В качестве заключения, я предлагаю вам следующую цитату: «открытие Фрейда – это открытие совокупности тех последствий, которые несет для природы человека его принадлежность к символическому строю, и прослеживание их смысла вплоть до обнаружения в бытии наиболее радикальных инстанций символизации» (44). И это приводит к тому, что «…на деле за ним (психоанализом) стоит серьезный труд по воссозданию человеческого смысла в скудные времена сциентизма» (58).
На этом я предлагаю закончить со второй частью Римской речи и перейти к части третьей, посвященной, как и в случае диссертации о паранойе обсуждению перспектив, обнаруживающихся за постулированием основного тезиса. Этот тезис, я напомню еще раз, - «Бессознательное структурировано как язык». Лакан говорит в начале третьей части: «возвращение психоаналитического опыта к речи и языку как своей основе сказывается на его технике». Итак часть третья, часть ориентированная на технику аналитическо практики, но затем идет Первый Семинар, который начнется через несколько месяцев, в ноябре 53-го, и который является продолжением того что начало сказываться в Риме.
* - В скобках даются ссылки на страницы билингвистического издания "Римской речи" М., "Гнозис", 1995.

3 комментария:

  1. Этот комментарий был удален автором.

    ОтветитьУдалить
  2. Этот комментарий был удален автором.

    ОтветитьУдалить
  3. Не будет ли забеганием вперед, моя попытка обратиться назад, к Фрейду, говоря о Лакане?
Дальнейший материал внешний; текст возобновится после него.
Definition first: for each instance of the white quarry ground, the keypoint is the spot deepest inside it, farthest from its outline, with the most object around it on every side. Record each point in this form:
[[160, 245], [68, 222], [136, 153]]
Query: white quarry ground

Тезисы - "Бессознательное структурировано как язык", а также "Бессознательное есть дискурс Другого" - афористичные по форме и глубочайшие по содержанию - содержат в себе термин "бессознательное". У Фрейда есть статья под названием "Сексуальность в этиологии неврозов", написанная аж в 1898 году, то есть, в самом начале пути, термины "бессознательное" и "сексуальное" в теории Фрейда, сопряжены. Жак Алэн Миллер, озаглавил один из параграфов XI Семинара Жака Лакана - "Сексуальная реальность бессознательного". И совершенно ничего не может быть понято у Фрейда, если не разобраться в том, какой же смысл придается термину "сексуальное", который у Фрейда далек от обыденного, очевидного понимания. И, в самом Фрейдовском стиле смещения смысла понятия при его тщательной разработке, просматривается та независимость, то скольжение означающего над означаемым, что было позже артикулировано Фердинандом де Соссюром.